No. She didn’t need to tell him anything, he thought. He already knew.
He was falling in love.
Wrong.
He’d fallen in love.
When had it happened? He didn’t know. He only knew that it had.
After Rachel had died, he’d thought it could never happen again-and maybe it hadn’t. Because what he was feeling for Ally was a far, far different thing than the emotions he’d felt for Rachel.
Different but the same?
Two wonderful women. Two wonderful loves.
One who’d died six long years ago, and one who was gloriously, wonderfully alive.
And this was Ally. Ally, who’d pitted herself against the world and who was still fighting. Who stood there looking
bereft and defiant and filthy and workworn and exhausted-and the most beautiful thing he’d ever seen. The most beautiful woman in the world.
Ally.
What he really wanted to do was to walk forward and take her into his arms. Right now. The sensation was almost overpowering and he had to physically haul himself back. She wasn’t ready. He knew she wasn’t ready.
‘How’s your mother now?’ he asked, carefully, as if he might break something infinitely precious.

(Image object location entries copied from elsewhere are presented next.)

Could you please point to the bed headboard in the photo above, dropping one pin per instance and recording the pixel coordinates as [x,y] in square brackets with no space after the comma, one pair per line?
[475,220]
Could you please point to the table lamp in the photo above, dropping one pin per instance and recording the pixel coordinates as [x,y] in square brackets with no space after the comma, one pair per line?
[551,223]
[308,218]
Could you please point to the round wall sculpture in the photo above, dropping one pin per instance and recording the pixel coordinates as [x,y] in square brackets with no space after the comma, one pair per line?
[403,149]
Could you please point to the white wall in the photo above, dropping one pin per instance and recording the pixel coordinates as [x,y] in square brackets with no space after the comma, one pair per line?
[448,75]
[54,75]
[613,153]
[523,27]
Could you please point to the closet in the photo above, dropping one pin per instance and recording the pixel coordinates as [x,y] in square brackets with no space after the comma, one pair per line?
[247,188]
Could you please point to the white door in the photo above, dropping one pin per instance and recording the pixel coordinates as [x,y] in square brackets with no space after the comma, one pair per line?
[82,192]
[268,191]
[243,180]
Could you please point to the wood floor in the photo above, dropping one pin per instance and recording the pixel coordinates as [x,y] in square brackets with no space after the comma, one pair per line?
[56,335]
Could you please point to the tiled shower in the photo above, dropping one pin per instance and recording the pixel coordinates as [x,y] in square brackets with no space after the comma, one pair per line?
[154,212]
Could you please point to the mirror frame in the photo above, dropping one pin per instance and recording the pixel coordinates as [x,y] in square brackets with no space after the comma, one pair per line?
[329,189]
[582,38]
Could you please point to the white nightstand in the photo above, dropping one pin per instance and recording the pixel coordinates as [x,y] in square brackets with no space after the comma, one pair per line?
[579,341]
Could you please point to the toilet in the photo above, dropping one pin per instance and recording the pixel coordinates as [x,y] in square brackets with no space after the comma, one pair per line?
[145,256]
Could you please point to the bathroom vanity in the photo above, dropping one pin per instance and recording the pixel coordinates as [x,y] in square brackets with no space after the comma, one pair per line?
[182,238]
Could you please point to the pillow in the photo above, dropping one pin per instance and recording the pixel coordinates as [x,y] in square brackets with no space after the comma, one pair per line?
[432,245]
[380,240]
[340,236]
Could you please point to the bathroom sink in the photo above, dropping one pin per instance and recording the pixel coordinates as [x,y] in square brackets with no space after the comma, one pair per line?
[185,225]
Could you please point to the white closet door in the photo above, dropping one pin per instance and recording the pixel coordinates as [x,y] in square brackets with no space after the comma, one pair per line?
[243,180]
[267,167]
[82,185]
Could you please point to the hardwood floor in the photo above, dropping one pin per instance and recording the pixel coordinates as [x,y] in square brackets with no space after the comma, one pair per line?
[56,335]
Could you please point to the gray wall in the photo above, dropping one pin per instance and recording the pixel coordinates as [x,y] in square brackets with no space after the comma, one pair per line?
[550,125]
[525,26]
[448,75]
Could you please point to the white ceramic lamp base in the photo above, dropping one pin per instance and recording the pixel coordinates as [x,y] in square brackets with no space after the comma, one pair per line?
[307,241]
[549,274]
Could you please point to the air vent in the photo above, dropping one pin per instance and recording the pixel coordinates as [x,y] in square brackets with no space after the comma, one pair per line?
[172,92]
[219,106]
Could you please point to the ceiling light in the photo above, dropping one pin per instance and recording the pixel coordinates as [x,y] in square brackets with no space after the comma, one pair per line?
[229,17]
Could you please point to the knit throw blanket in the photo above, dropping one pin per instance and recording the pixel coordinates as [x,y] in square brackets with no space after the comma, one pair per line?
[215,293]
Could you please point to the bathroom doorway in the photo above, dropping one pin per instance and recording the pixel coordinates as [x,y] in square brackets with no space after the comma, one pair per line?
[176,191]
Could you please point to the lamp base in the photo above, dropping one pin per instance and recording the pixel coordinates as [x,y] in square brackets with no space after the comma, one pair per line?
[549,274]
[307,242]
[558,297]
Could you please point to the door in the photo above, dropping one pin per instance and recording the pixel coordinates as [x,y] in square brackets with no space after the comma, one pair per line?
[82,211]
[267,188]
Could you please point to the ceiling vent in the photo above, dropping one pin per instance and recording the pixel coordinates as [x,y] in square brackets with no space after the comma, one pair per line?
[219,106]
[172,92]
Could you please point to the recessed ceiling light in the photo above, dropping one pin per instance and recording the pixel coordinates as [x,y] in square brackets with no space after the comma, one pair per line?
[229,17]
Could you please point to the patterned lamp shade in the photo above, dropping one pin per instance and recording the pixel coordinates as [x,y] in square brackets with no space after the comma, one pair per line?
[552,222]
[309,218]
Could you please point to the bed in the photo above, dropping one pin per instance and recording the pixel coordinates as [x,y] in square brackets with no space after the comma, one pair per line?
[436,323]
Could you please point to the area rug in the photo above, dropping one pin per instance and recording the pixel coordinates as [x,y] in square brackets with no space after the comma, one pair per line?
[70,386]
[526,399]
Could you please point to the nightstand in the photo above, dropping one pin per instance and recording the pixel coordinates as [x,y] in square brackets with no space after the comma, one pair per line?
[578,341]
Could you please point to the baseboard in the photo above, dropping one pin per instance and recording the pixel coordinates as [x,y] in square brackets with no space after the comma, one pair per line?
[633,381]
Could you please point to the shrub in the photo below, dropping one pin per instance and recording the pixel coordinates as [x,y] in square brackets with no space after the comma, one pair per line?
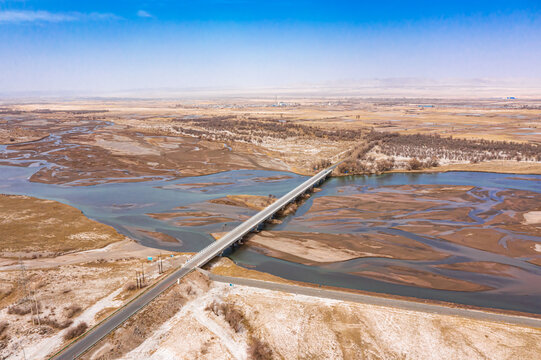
[76,331]
[231,314]
[414,164]
[130,286]
[72,310]
[3,326]
[259,350]
[55,323]
[21,309]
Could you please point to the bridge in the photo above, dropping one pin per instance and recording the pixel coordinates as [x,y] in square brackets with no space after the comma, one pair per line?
[233,237]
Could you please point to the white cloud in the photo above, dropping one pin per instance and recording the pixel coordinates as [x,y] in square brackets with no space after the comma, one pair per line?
[26,16]
[143,13]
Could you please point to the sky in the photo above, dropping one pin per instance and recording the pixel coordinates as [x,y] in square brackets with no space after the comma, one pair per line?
[100,46]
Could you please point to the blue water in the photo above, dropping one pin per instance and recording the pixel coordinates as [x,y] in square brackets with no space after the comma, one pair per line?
[125,205]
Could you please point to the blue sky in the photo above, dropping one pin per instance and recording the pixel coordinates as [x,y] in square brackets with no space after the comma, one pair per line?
[114,45]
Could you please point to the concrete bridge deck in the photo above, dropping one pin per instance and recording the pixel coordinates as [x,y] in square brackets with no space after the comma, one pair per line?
[98,332]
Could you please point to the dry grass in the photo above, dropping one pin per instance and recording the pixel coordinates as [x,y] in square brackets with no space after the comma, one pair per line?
[56,228]
[76,331]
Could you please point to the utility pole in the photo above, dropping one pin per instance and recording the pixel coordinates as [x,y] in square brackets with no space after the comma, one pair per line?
[37,308]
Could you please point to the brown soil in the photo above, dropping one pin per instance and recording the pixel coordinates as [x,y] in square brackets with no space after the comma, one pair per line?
[481,267]
[32,227]
[9,135]
[161,236]
[314,248]
[407,276]
[249,201]
[140,326]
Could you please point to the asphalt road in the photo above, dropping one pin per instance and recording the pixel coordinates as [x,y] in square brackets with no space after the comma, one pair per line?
[381,301]
[97,333]
[214,249]
[77,348]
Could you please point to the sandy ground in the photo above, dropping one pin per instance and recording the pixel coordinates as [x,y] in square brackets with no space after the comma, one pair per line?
[72,270]
[301,327]
[133,140]
[55,228]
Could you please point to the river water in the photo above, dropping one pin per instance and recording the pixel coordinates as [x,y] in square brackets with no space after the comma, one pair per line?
[125,207]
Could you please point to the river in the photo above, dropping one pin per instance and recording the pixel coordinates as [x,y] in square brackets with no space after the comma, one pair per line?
[125,207]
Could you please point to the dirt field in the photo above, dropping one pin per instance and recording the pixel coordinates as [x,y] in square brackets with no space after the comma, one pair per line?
[119,141]
[217,321]
[72,271]
[33,228]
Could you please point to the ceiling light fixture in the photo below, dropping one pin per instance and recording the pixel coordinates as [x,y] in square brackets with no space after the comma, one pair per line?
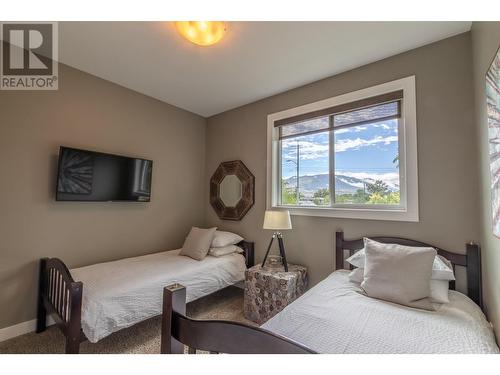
[202,33]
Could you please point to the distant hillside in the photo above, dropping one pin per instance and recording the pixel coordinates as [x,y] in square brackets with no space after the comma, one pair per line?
[343,184]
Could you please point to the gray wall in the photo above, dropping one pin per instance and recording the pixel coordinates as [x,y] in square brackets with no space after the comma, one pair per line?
[447,155]
[485,43]
[91,113]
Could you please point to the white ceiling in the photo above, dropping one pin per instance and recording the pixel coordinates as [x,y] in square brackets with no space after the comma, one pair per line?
[253,61]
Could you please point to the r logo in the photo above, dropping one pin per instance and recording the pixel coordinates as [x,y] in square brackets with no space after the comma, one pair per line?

‘She’s with friends. But she’s happy. She’s cut right back on her medication. She smiles. She’s cooking a little. She’s seeing massage clients.’
‘My friend told me that she’s changed unbelievably.’
‘Your friend?’
‘Harry Rubenstein at Lawry Hospital.’
Her eyes lit. ‘You talked to Harry?’
‘Harry’s a friend from way back. I tracked your mum through the institution records and they said she’d been discharged into Harry’s care.’
‘Harry’s been wonderful,’ she told him. ‘It was Harry who suggested we might come back here. My mother was happy here once, and Harry thought it might help her even more.’
‘Did Harry advise you to give up medicine?’ he asked incredulously, and she shook her head.
‘Of course he didn’t. But I figured it out for myself. Like someone slapping you over the face with a wet fish-finally you get the obvious. Sure, make my mother better by recreating my grandfather. By flaunting what she could have been in her face. I don’t think so.’
‘You’re never your grandfather.’
‘I tried to be.’ She sighed. ‘Anyway, that’s my story. It’s why I’m here. My mother’s being cared for by friends for the first few weeks while I get myself settled.’
‘Until you can offer your mother stability again.’
‘Harry told you that?’ Her anger flashed out. ‘He takes a lot on himself.’
‘He’s no longer your mother’s treating psychiatrist,’ Darcy said gently. ‘But he cares about you both. Deeply. And I don’t blame him.’ He hesitated. ‘Can we go somewhere to talk?’